Posłowie wstrzymali prace nad projektem nowelizacji ustawy o rehabilitacji. Zdaniem rządu bez przyjęcia tych zmian od 1 stycznia zagrożona może być wypłata blisko 2 mld zł dla pracodawców osób niepełnosprawnych.
Od 1 stycznia 2009 r. pracodawcy zatrudniający osoby niepełnosprawne nie będą otrzymywać już odrębnego dofinansowania do wynagrodzeń niepełnosprawnych pracowników i refundacji ich składek ZUS, lecz dofinansowanie maksymalnie 75 proc. kosztów płacy (pensji i składek). Do wprowadzenia takich zmian zobowiązuje nas rozporządzenie Komisji Europejskiej nr 800/208 w sprawie tzw. wyłączeń blokowych (Dz.Urz. WE L 214).

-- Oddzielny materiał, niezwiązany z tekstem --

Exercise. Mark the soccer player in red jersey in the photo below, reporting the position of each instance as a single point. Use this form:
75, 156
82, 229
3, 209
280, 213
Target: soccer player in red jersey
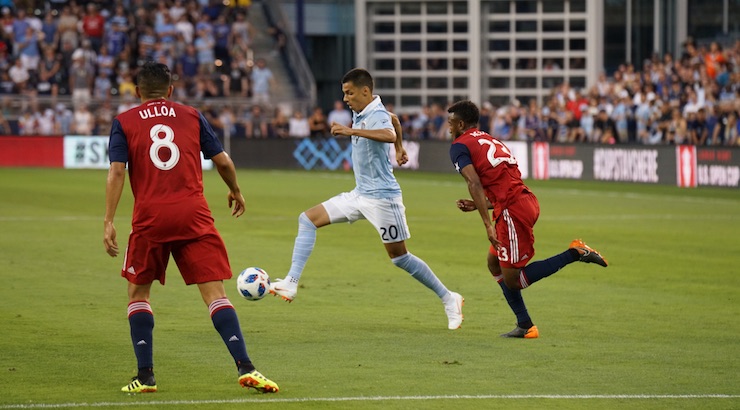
494, 181
161, 141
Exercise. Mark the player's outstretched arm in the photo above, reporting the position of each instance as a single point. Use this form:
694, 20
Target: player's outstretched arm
113, 190
480, 201
382, 135
226, 169
467, 205
401, 156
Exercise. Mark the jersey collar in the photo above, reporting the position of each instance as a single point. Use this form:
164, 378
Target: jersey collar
372, 106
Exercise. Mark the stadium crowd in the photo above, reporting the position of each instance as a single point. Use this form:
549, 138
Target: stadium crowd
694, 100
89, 52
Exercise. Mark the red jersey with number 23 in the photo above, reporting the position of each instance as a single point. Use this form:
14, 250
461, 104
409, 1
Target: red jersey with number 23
162, 141
493, 162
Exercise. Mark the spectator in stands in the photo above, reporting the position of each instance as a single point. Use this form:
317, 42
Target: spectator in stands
104, 118
698, 128
28, 46
187, 65
83, 120
204, 46
81, 79
278, 37
317, 123
221, 40
605, 130
298, 126
262, 82
255, 123
102, 87
49, 73
678, 131
67, 27
86, 52
45, 122
241, 31
18, 30
119, 24
340, 115
27, 123
93, 26
20, 76
126, 86
5, 128
486, 116
280, 124
50, 31
237, 81
228, 121
713, 59
63, 118
437, 122
725, 132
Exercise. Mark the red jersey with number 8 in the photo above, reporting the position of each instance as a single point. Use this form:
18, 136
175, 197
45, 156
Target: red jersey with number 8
493, 162
163, 141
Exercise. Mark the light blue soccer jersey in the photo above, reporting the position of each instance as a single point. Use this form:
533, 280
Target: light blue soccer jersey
370, 159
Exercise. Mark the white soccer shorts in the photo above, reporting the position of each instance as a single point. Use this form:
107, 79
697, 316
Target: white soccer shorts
387, 215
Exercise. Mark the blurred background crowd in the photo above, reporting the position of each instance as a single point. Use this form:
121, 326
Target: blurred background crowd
69, 66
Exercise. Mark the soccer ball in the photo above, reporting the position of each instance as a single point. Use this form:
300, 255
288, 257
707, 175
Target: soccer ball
253, 283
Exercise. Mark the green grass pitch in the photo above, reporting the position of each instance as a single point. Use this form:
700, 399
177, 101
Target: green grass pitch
658, 328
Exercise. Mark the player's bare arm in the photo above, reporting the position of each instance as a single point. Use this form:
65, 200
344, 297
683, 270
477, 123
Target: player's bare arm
382, 135
113, 190
225, 167
480, 201
468, 205
401, 156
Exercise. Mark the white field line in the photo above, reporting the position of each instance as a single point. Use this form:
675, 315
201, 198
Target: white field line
380, 398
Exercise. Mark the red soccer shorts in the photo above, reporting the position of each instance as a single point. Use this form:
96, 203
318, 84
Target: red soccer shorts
200, 260
515, 231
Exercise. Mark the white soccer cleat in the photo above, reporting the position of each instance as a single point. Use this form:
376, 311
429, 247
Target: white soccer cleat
284, 288
453, 308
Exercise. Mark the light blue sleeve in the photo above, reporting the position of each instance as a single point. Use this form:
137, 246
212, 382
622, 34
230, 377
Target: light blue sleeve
379, 120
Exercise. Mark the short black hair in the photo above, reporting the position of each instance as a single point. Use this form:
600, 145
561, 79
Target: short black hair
466, 111
359, 77
153, 79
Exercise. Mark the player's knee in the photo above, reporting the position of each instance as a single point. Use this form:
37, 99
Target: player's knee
511, 282
494, 268
305, 221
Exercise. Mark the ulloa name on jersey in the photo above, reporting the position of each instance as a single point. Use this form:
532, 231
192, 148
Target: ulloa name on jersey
157, 111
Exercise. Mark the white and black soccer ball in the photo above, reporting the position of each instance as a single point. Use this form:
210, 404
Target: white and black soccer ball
253, 283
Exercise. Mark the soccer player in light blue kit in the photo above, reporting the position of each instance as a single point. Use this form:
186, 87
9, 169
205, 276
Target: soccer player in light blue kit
377, 196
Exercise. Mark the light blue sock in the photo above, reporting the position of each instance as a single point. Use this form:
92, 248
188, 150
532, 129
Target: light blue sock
303, 247
420, 271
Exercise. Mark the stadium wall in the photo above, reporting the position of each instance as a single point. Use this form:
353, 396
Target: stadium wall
684, 165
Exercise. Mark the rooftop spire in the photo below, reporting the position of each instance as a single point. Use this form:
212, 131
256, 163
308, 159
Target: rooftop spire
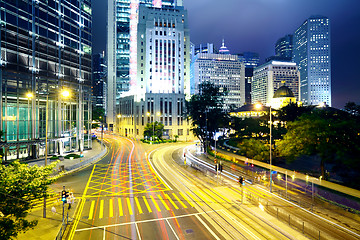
223, 48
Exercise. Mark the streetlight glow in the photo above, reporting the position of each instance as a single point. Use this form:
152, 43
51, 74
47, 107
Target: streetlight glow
65, 93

Sejmowa Komisja Polityki Społecznej i Rodziny wstrzymała jednak prace nad projektem nowelizacji ustawy o rehabilitacji zawodowej i społecznej oraz zatrudnianiu niepełnosprawnych, który miał dostosować krajowe przepisy do rozporządzenia KE.
Będą kontynuowane po przedstawieniu posłom ekspertyzy Biura Analiz Sejmowych, która ma wskazać, czy wszystkie proponowane przez rząd zmiany w ustawie o rehabilitacji rzeczywiście wynikają z konieczności implementacji prawa unijnego. Resort pracy ma jednocześnie poinformować posłów o działaniach, jakie podejmował w celu wydłużenia terminu, w jakim Polska musi dostosować krajowe przepisy do prawa UE.
- Rządowi zależy na szybkim uchwaleniu tej ustawy, więc sądzę, że dalsze prace nad ustawą ruszą już w przyszłym tygodniu - mówi Stanisław Szwed, poseł PiS, zastępca przewodniczącego sejmowej Komisji Polityki Społecznej i Rodziny.
Podkreśla, że projekt może negatywnie wpłynąć na krajowy system pomocy niepełnosprawnych i doprowadzić do redukcji ich zatrudnienia, więc posłowie muszą dokładnie wiedzieć, do czego zobowiązuje nas rozporządzenie nr 800/2008.
Zdaniem Jarosława Dudy, wiceministra pracy i polityki społecznej, nieuchwalenie do końca roku nowelizacji może oznaczać, że od 1 stycznia pracodawcy zatrudniający niepełnosprawnych nie będą mogli otrzymać pomocy z Państwowego Funduszu Rehabilitacji Osób Niepełnosprawnych. Z planu finansowego PFRON wynika, że na dofinansowania do wynagrodzeń niepełnosprawnych miał on przekazać w 2009 roku 1,99 mld zł.
- Bez wdrożenia przepisów rozporządzenia unijnego zgodę na wypłatę jakiejkolwiek pomocy musiałaby wydać KE. A to jest w praktyce niemożliwe - mówi Piotr Pełka z Urzędu Ochrony Konkurencji i Konsumentów.
Jeśli natomiast pomoc byłaby wypłacana na obecnie obowiązujących zasadach, UE mogłaby zażądać od pracodawców zwrotu nienależnie pobranej pomocy publicznej. Podobnie tak jak w przypadku polskich stoczni.
Do momentu przerwania prac nad projektem posłom udało się przegłosować niektóre zmiany proponowane przez podkomisję ds. rozpatrzenia nowelizacji. Komisja poparła między innymi propozycję, aby wysokość dofinansowań do wynagrodzeń niepełnosprawnych zależała od kwoty minimalnego wynagrodzenia obowiązującej w roku pobierania publicznej pomocy.
Obecnie zależy ona od kwoty minimalnej płacy z poprzedniego roku. Dzięki tej zmianie dofinansowania dla pracodawców będą wyższe, bo wynagrodzenie minimalne rośnie co roku.